ETFS notices these underworked static blocks and forces them into service by copying their data to an overworked block. This solves two problems: it gives the overworked block a rest, since it now contains static data, and it forces the underworked static block into the dynamic pool of blocks.
- CRC error detection
- Each transaction is protected by a cyclic redundancy check (CRC). This ensures quick detection of corrupted data, and forms the basis for the rollback operation of damaged or incomplete transactions at startup. The CRC can detect multiple bit errors that may occur during a power failure.
- ECC error correction
- On a CRC error, ETFS can apply error correction coding (ECC)
to attempt to recover the data.
This is suitable for NAND flash memory, in which single-bit errors may occur
during normal usage.
An ECC error is a warning signal that the flash block the error occurred
in may be getting weak, i.e., losing charge.
ETFS marks the weak block for a refresh operation, which copies the data to a new flash block and erases the weak block. The erasure recharges the flash block.

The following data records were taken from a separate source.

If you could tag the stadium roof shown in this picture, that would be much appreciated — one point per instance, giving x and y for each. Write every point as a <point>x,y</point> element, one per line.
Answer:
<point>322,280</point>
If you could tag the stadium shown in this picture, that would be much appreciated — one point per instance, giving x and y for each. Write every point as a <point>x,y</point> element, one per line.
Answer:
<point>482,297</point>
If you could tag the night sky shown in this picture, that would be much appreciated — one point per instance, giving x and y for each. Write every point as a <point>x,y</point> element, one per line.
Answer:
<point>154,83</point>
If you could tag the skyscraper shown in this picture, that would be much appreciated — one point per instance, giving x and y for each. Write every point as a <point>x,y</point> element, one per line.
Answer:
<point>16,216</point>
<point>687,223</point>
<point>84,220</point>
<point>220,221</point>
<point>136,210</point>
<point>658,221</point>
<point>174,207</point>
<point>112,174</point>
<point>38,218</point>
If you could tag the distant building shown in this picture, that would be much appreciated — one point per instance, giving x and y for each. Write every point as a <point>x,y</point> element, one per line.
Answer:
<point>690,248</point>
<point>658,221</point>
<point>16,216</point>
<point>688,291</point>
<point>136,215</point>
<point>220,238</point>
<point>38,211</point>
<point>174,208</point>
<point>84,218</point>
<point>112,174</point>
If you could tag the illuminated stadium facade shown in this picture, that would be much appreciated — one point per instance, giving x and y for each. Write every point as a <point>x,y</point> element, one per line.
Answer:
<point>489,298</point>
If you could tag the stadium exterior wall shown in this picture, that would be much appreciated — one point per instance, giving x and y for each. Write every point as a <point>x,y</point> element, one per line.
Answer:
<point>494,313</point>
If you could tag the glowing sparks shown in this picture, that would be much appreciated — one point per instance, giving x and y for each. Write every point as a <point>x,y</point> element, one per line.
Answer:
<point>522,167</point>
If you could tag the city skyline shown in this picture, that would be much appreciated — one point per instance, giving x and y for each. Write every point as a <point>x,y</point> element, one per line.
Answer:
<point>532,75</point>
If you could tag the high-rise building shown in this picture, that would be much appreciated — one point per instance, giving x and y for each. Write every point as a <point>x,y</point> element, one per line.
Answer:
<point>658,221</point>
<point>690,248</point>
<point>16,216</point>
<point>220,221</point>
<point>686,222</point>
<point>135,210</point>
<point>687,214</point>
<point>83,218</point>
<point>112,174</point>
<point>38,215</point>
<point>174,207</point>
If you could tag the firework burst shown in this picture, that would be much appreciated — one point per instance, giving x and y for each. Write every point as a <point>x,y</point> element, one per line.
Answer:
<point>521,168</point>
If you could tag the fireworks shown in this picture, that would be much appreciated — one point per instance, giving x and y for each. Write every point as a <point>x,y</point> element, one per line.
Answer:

- Read degradation monitoring with automatic refresh
- Each read operation within a NAND flash block weakens the
charge maintaining the data bits.
Most devices support about 100,000 reads before there's danger of losing a bit.
The ECC recovers a single-bit error, but may not be able to recover multi-bit errors.

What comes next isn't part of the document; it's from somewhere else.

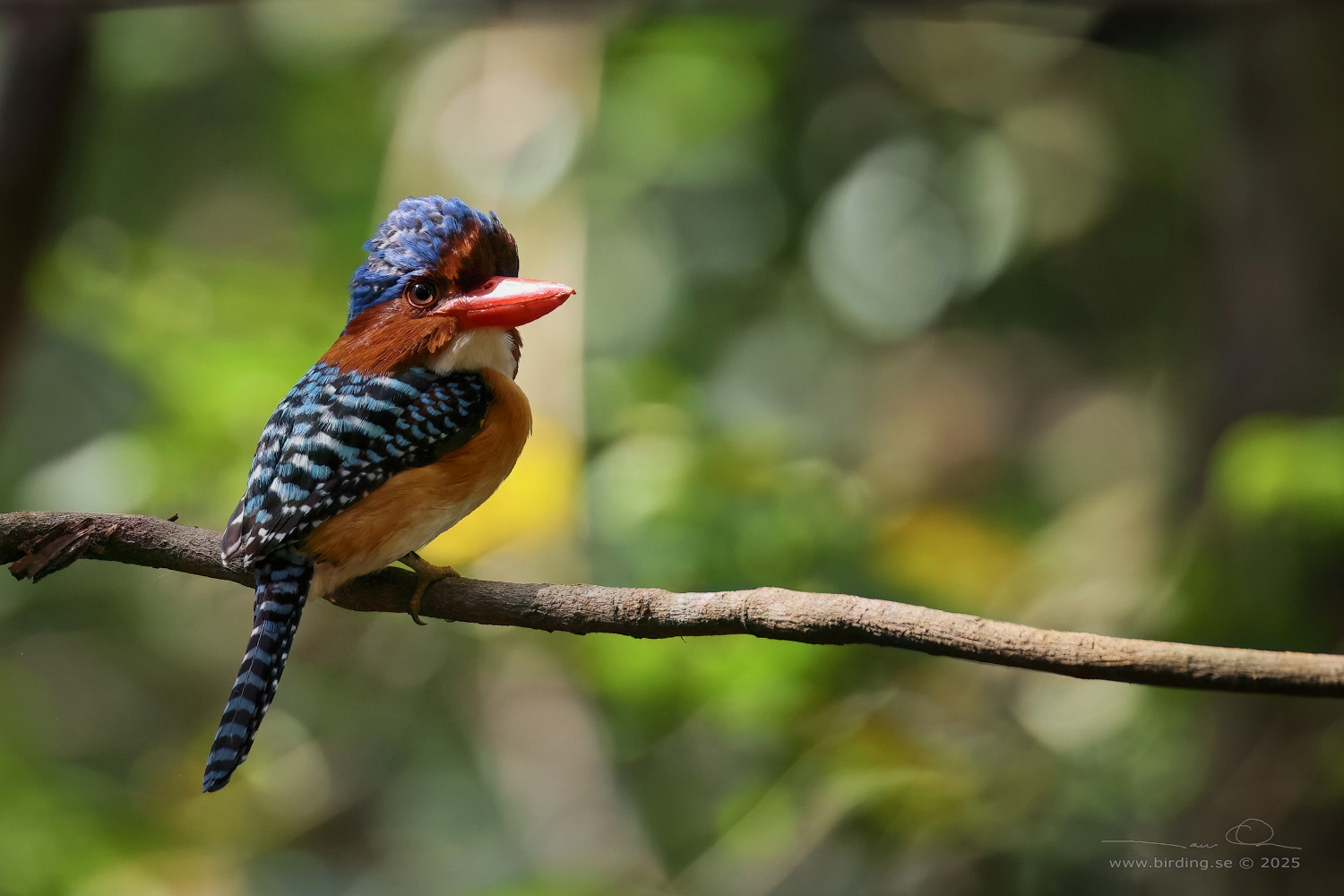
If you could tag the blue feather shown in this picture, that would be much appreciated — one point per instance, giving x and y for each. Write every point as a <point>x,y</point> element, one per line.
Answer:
<point>410,244</point>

ETFS solves this by tracking reads and marking blocks for refresh before the 100,000 read limit is reached.
- Transaction rollback
- When ETFS starts, it processes all transactions and rolls back (discards) the last partial or damaged transaction. The rollback code is designed to handle a power failure during a rollback operation, thus allowing the system to recover from multiple nested faults. The validity of a transaction is protected by CRC codes on each transaction.
- Atomic file operations
- ETFS implements a very simple directory structure on the device, allowing significant modifications with a single flash write. For example, the move of a file or directory to another directory is often a multistage operation in most filesystems. In ETFS, a move is accomplished with a single flash write.
- Automatic file defragmentation
- Log-based filesystems often suffer from fragmentation, since each update or write to an existing file causes a new transaction to be created. ETFS uses write-buffering to combine small writes into larger write transactions in an attempt to minimize fragmentation caused by lots of very small transactions. ETFS also monitors the fragmentation level of each file and will do a background defragmenting operation on files that do become badly fragmented. Note that this background activity will always be preempted by a user data request in order to ensure immediate access to the file being defragmented.